Prep 15 mins
Cook 15 mins
This recipe is from Ghirardelli.
- 1⁄4 cup unsweetened cocoa
- 1 1⁄8 cups all-purpose flour
- 1 1⁄4 teaspoons baking soda
- 1⁄4 teaspoon salt
- 1 large egg
- 1⁄2 cup light brown sugar, firmly packed
- 1⁄2 cup granulated sugar
- 5⁄8 cup milk
- 1⁄3 cup coffee or 1⁄3 cup espresso, strong brewed
- 1⁄2 cup unsalted butter
- Preheat the oven to 350°F Line 12 cupcake molds or muffin tins with paper liners or spray with nonstick spray. To make the cupcakes, sift together the flour, cocoa, baking soda and salt. In a medium bowl, whisk together the egg, brown sugar, and white sugar. Whisk in the milk, coffee, and melted butter. Whisk in the dry ingredients. Divide the batter evenly among the cupcake molds, filling them about three-quarters full.
- Bake for 15 minutes, or until a tester inserted in the middle of the cupcakes comes out clean. Cool for 10 minutes. Using a small spatula or knife, remove the cupcakes from the pan. Continue to cool on a wire rack to room temperature.

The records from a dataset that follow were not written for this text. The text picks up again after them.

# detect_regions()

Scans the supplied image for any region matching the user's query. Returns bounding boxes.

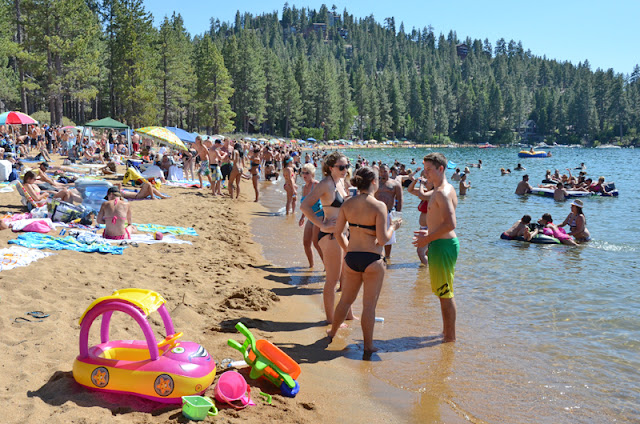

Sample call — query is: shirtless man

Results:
[374,164,403,259]
[194,136,212,189]
[459,174,471,195]
[413,153,459,343]
[515,174,533,195]
[501,215,534,241]
[220,138,233,183]
[207,139,224,195]
[450,168,462,182]
[263,148,279,180]
[553,182,568,201]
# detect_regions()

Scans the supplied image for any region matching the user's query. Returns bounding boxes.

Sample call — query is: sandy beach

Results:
[0,162,408,423]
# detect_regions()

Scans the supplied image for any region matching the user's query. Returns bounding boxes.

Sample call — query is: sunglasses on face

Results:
[334,164,350,171]
[301,171,311,175]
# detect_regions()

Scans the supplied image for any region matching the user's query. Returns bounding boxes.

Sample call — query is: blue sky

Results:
[145,0,639,75]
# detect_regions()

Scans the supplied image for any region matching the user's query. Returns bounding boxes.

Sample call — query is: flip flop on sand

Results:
[118,241,139,247]
[14,311,50,323]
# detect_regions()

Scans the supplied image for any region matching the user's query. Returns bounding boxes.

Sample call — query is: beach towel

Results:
[165,180,210,188]
[104,233,192,245]
[0,246,54,272]
[133,223,198,236]
[8,233,126,255]
[10,218,54,233]
[1,212,33,223]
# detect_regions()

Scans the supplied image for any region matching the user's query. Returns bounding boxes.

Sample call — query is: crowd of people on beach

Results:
[3,121,609,356]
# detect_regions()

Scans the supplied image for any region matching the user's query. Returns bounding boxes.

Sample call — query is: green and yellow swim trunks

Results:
[427,238,459,298]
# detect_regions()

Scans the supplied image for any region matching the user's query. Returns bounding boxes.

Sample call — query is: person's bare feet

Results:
[363,346,379,354]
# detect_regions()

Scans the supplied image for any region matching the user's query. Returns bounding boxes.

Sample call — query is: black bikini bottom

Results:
[318,230,334,242]
[344,251,384,272]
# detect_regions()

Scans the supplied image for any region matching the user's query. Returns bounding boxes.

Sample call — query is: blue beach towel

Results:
[133,223,198,236]
[8,233,126,255]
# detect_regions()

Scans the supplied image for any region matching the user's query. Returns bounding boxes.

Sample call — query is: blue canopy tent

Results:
[165,127,197,143]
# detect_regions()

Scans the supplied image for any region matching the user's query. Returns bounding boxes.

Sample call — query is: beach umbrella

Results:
[306,137,316,142]
[0,111,38,125]
[165,126,196,143]
[135,126,188,151]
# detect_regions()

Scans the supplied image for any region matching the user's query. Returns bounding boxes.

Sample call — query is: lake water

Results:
[252,146,639,423]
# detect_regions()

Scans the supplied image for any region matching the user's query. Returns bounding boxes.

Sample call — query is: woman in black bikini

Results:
[328,166,401,354]
[248,145,262,202]
[301,151,354,324]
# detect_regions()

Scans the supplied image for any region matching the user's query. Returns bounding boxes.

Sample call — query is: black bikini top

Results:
[348,222,376,231]
[323,176,345,208]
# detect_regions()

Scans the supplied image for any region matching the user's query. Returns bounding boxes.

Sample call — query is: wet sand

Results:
[0,161,410,423]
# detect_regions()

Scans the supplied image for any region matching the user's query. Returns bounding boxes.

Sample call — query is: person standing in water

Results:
[283,155,298,214]
[408,170,433,266]
[375,164,403,259]
[301,151,354,324]
[328,166,401,354]
[413,153,459,343]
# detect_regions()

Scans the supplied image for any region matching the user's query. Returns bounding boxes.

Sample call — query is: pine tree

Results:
[111,0,159,126]
[263,49,283,134]
[159,13,194,126]
[233,32,266,132]
[21,0,102,124]
[193,36,235,134]
[336,66,355,138]
[281,65,302,137]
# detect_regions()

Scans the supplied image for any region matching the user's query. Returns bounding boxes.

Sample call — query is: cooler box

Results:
[75,179,113,212]
[0,159,11,181]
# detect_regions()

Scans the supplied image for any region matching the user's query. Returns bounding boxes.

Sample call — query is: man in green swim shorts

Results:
[413,153,459,343]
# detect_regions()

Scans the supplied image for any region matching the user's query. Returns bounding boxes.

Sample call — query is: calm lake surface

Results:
[252,146,639,423]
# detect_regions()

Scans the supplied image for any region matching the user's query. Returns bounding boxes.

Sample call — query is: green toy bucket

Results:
[182,395,218,421]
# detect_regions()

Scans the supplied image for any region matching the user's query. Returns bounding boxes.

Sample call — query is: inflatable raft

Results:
[530,187,618,198]
[518,151,549,158]
[500,233,560,244]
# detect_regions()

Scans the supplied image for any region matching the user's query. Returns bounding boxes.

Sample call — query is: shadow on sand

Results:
[28,371,179,416]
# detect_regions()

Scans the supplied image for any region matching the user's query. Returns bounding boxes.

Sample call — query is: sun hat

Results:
[571,199,584,208]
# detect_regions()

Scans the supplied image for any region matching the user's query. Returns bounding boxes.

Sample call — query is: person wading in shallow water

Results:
[301,151,355,324]
[374,164,403,259]
[413,153,460,343]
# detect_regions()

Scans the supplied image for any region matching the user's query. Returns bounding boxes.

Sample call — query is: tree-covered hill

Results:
[1,1,638,145]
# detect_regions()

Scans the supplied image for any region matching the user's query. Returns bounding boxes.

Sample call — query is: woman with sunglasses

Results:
[298,163,324,267]
[301,151,354,324]
[328,166,401,353]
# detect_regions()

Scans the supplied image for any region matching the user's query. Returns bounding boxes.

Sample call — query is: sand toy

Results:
[72,288,216,403]
[227,322,300,397]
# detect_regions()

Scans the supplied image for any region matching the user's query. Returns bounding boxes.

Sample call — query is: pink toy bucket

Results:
[214,371,255,409]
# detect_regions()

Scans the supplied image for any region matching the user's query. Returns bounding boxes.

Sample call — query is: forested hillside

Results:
[1,1,638,145]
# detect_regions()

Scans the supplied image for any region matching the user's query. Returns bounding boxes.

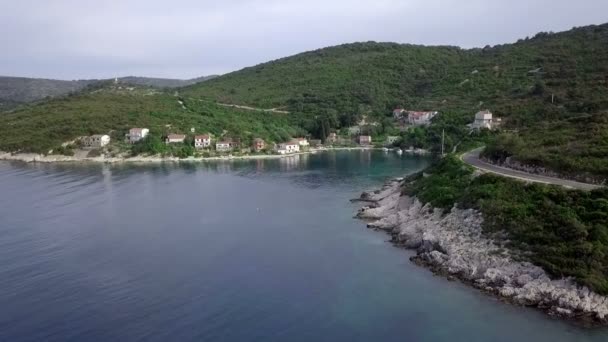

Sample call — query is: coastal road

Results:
[461,148,602,191]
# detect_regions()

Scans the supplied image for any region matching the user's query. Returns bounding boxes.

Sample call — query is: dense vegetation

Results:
[483,112,608,182]
[0,87,304,154]
[182,23,608,176]
[404,156,608,294]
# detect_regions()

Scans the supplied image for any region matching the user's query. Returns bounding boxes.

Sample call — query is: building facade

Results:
[276,141,300,155]
[407,111,438,126]
[472,110,494,130]
[216,141,232,152]
[194,135,211,149]
[165,134,186,144]
[82,134,111,148]
[126,128,149,144]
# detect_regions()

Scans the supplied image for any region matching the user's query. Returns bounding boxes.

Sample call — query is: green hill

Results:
[0,86,303,154]
[1,23,607,175]
[181,23,608,179]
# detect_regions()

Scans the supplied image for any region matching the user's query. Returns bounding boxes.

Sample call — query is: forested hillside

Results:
[0,86,303,154]
[182,23,608,179]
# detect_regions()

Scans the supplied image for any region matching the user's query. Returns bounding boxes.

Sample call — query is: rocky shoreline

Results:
[354,178,608,326]
[0,147,387,164]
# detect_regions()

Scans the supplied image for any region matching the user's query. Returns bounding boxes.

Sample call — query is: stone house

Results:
[165,134,186,144]
[82,134,111,148]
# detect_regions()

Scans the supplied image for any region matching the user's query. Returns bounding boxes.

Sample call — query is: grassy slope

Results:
[0,87,303,153]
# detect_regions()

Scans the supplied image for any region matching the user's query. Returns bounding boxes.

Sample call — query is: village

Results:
[75,109,501,158]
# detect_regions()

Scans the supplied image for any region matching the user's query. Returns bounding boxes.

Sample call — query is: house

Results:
[359,135,372,146]
[296,138,309,147]
[471,110,496,130]
[386,136,400,145]
[165,134,186,144]
[253,138,265,152]
[328,132,337,143]
[194,134,211,149]
[407,111,438,126]
[276,141,300,155]
[82,134,111,148]
[393,108,406,119]
[126,128,149,143]
[216,141,232,152]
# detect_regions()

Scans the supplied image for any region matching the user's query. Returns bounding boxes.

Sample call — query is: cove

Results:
[0,151,607,341]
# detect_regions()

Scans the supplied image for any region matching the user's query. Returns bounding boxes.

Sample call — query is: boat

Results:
[396,149,403,155]
[382,147,389,152]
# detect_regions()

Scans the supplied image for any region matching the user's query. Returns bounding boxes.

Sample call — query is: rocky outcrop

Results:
[355,179,608,325]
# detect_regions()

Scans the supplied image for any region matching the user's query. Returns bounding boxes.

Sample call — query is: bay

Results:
[0,150,606,341]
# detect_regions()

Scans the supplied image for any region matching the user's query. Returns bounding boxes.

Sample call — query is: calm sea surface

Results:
[1,150,607,341]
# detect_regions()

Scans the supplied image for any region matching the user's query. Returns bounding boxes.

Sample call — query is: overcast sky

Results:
[1,0,607,80]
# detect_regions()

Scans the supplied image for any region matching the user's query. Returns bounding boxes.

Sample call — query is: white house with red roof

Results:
[276,141,300,155]
[194,134,211,149]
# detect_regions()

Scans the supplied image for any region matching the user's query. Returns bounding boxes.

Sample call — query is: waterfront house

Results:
[253,138,265,152]
[216,141,232,152]
[296,138,309,147]
[359,135,372,146]
[126,128,149,144]
[276,141,300,155]
[82,134,111,148]
[407,111,438,126]
[194,134,211,149]
[165,134,186,144]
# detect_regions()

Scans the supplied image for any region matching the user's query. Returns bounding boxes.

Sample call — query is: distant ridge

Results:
[0,75,218,111]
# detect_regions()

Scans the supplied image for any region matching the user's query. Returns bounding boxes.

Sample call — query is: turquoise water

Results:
[0,150,607,341]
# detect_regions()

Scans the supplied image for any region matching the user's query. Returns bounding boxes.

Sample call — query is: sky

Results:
[1,0,607,80]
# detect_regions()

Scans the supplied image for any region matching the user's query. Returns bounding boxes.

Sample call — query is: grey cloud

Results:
[1,0,607,80]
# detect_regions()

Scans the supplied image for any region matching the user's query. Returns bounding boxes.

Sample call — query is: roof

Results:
[167,134,185,139]
[296,138,307,141]
[253,138,265,142]
[195,134,210,139]
[130,128,147,133]
[90,134,108,138]
[217,141,231,145]
[408,111,436,118]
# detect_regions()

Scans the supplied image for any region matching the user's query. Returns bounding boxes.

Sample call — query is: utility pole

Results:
[441,129,445,157]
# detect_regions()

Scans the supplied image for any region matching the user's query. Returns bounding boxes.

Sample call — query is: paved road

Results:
[462,147,602,191]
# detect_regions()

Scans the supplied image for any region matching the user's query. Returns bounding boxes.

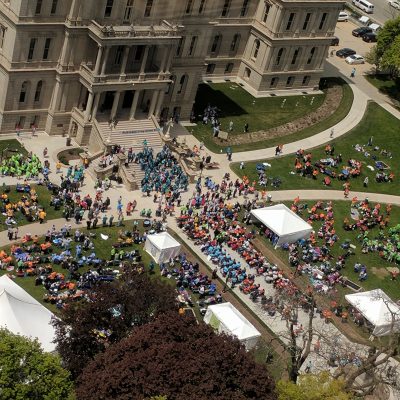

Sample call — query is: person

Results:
[305,360,312,373]
[108,215,114,227]
[229,120,234,132]
[350,67,356,78]
[43,147,48,158]
[240,161,245,170]
[275,145,280,156]
[330,128,334,138]
[244,123,249,133]
[363,176,369,187]
[56,161,61,173]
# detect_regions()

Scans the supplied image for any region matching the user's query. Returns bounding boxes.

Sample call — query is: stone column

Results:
[110,91,121,120]
[154,90,165,118]
[101,46,111,76]
[148,90,158,118]
[50,79,62,112]
[119,46,130,80]
[92,92,101,120]
[84,91,94,122]
[94,45,104,75]
[58,32,70,68]
[140,45,149,75]
[159,46,169,73]
[164,46,174,75]
[130,90,140,120]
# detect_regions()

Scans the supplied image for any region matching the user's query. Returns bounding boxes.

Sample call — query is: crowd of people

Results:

Fabulous cupcakes!! I am rating this on the cake part only, as the frosting didn't work out well for me, it was more of a glaze, very runny, until I added approximately 1-2 cups of powered sugar (didn't measure). It made exactly 12 cupcakes and was very easy to make. I froze 1/3 of the recipe, as I am making desserts ahead of time for Thanksgiving. Thanks for sharing the recipe. Made for PRMR Tag Game.